Du 27 mai au 2 juin 1956, les troupes du général Dufourt déferlaient sur la Petite Kabylie pour tenter de déloger les moudjahidine depuis les Aït Abbas, Aït Idel, Tamokra (Guergour), Beni Maouche, Beni Chebana, les Béni Ourtillane, Guenzet, Il Mayen, etc. jusqu’à proximité de Sétif.

Devant les succès remportés par les moudjahidine, l’ennemi ne pouvait rester sans réagir. Partout, des embuscades, des sabotages des voies de communication, une série d’exécutions de traîtres et de collaborateurs eurent lieu. Les groupes messalistes sont neutralisés et acculés pour ceux qui restent à se réfugier vers la région de Bouira-Sour El Ghozlane, puis Djelfa; cet échec constitue le désespoir de l’armée coloniale qui était sûre d’escompter des résultats dans ces combats fratricides.

En plus, l’ALN dominait sur le terrain. Devant cette grande déception, les états-majors français voulaient «donner un coup de pied dans la fourmilière» pour prouver leur puissance en déclenchant «l’opération Espérance». Cette opération gigantesque fut déclenchée avec une armada de 10.000 hommes, équipée de matériel sophistiqué, comme les hélicoptères «bananes» dont un premier contingent de 100 appareils venait d’être réceptionné en provenance des USA, en même temps que des avions bombardiers B26 et B29 et de plusieurs modèles d’armes, toujours made in USA.

Le 27 mai au petit matin, les habitants de Tamokra, Il Mayen, Ath Idel et de toute la région furent sortis de leur sommeil par le vrombissement des moteurs de dizaines d’avions qui lançaient leurs bombes et une noria d’hélicoptères qui larguèrent des centaines de soldats, un peu partout sur les points dominants. Les va-et-vient de ces aéronefs, les bombardements, les mitraillages donnèrent l’image de l’apocalypse. Des convois militaires arrivaient de tous les côtés, partout, là où les routes et les pistes sont carrossables.

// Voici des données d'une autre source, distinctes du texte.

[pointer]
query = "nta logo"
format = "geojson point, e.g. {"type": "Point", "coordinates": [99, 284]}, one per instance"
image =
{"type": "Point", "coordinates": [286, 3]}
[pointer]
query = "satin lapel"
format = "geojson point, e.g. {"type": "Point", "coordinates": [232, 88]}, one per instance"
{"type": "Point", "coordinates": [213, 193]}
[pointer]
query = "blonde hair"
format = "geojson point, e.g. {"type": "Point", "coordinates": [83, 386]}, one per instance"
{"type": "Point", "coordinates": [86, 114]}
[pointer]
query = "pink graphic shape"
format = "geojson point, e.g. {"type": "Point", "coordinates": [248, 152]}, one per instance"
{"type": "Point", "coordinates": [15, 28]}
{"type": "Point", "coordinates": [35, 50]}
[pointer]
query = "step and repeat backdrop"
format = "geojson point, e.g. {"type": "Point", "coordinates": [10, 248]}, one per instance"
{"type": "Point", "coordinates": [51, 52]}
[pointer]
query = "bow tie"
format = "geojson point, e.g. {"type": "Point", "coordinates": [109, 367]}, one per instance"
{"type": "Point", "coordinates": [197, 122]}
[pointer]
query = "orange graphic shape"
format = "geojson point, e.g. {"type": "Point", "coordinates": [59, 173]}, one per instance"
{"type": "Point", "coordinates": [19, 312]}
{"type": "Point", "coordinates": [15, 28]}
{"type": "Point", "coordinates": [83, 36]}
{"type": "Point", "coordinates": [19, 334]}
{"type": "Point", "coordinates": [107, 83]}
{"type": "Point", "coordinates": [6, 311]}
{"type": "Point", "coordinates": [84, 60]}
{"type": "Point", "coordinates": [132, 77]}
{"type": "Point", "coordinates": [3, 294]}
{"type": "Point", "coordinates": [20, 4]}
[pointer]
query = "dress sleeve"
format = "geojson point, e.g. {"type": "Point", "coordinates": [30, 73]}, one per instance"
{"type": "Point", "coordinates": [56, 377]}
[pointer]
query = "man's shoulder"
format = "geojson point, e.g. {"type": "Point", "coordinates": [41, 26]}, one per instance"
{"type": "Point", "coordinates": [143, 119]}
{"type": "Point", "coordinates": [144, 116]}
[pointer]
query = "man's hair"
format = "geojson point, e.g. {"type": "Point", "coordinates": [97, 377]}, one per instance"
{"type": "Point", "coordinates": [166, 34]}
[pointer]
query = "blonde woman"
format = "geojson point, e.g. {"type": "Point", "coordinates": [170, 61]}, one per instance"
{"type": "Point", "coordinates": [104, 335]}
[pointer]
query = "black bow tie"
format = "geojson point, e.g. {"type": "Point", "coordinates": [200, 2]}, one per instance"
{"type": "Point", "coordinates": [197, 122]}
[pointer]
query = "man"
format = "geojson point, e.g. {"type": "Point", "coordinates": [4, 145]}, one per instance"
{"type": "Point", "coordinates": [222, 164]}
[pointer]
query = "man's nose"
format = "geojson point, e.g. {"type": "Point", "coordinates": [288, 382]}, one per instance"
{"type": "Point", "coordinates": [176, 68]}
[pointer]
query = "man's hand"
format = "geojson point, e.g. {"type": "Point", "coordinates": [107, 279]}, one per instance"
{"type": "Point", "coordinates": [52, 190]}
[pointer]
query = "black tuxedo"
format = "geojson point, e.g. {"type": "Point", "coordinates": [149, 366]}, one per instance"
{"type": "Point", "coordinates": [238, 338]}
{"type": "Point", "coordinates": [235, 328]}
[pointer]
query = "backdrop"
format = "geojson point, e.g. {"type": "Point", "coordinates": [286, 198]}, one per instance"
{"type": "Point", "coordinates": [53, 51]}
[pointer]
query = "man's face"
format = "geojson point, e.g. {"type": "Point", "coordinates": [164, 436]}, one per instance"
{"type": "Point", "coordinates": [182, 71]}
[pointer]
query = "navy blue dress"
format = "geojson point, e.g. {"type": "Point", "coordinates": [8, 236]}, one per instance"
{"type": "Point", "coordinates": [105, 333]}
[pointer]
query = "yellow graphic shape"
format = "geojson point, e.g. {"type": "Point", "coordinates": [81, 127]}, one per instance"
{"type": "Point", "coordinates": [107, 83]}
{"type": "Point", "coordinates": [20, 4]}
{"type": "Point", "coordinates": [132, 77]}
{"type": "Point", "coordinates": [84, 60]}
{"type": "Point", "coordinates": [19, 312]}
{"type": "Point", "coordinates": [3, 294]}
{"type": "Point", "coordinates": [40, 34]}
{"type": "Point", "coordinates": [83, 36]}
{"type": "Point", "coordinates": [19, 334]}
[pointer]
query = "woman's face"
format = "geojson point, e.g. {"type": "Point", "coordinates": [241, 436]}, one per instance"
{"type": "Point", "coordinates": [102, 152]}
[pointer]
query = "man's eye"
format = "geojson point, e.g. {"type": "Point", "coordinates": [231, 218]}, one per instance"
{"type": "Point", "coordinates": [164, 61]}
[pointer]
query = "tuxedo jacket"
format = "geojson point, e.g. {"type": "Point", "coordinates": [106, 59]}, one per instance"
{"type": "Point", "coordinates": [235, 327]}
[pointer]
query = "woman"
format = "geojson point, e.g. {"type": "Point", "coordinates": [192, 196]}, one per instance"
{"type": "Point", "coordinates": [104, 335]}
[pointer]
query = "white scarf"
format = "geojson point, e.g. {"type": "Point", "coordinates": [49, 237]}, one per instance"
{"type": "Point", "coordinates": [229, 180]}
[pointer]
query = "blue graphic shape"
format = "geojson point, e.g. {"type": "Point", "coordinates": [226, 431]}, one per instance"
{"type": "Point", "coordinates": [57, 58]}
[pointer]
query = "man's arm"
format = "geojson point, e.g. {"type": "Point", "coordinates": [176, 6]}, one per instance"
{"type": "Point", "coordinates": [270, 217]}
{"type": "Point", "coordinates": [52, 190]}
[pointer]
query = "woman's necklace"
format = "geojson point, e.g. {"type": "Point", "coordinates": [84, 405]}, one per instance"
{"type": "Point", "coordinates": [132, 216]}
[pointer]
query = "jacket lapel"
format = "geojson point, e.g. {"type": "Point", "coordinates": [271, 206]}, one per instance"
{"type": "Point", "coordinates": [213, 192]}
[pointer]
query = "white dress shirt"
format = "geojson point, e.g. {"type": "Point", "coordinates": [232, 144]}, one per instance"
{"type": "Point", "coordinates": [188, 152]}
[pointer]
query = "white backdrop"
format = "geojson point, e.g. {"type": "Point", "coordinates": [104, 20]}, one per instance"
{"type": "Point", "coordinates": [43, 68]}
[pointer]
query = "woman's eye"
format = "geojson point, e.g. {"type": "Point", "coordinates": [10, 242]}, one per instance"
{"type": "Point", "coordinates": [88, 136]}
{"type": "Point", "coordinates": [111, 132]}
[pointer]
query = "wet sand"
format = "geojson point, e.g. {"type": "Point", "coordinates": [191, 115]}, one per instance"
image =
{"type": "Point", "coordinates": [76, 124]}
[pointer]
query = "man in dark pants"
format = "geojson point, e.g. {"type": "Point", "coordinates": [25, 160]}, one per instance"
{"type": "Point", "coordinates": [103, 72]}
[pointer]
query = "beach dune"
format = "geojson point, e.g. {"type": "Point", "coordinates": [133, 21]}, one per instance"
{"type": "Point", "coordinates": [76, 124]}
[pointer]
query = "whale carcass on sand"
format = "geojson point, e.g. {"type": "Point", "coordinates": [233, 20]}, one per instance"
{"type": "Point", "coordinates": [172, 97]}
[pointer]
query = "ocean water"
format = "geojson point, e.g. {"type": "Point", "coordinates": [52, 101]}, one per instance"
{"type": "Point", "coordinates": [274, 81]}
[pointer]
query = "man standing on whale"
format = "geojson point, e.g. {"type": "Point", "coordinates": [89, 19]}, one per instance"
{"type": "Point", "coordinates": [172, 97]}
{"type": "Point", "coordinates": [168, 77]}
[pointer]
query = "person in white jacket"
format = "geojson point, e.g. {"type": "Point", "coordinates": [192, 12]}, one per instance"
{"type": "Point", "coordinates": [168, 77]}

L’heure est grave! Personne ne comprenait ce qui se passait. Les moudjahidine quittèrent précipitamment les refuges pour prendre position sur les crêtes pour épargner les populations et avec l’espoir de résister, comme par le passé lors des opérations de ratissage. Mais la vue de ce fourmillement de soldats a vite fait de les décourager et furent contraints à une autre tactique, celle de la dispersion en petits groupes.

Pour s’en sortir, il fallait briser les lignes ennemies, au prix des pertes. Et c’est ce qu’ils firent, mais pour se retrouver à nouveau au milieu des soldats. Ces derniers arrivaient de partout, telle une nuée de sauterelles, un terme que les vieux aimaient utiliser pour comparer cette puissance destructrice.

Les villageois étaient désemparés; les soldats sont déjà annoncés à l’entrée des villages. Les femmes s’affairaient à effacer les traces dans les refuges, avant de se rassembler dans une seule maison, pour former un essaim, dans l’espoir d’empêcher ces criminels de les violer; les hommes étaient plus conscients. Ils savaient que ce qu’ils voyaient présageait des moments très durs qu’ils allaient vivre. Ils savaient qu’il y aura beaucoup de morts, beaucoup de sang et des destructions; les intentions de l’ennemi sont claires: faire payer à la population son attachement et sa collaboration avec les maquis. Ce furent les prémices de la politique de la terre brûlée qui sera exécutée par l’ennemi jusqu’à la fin de la guerre.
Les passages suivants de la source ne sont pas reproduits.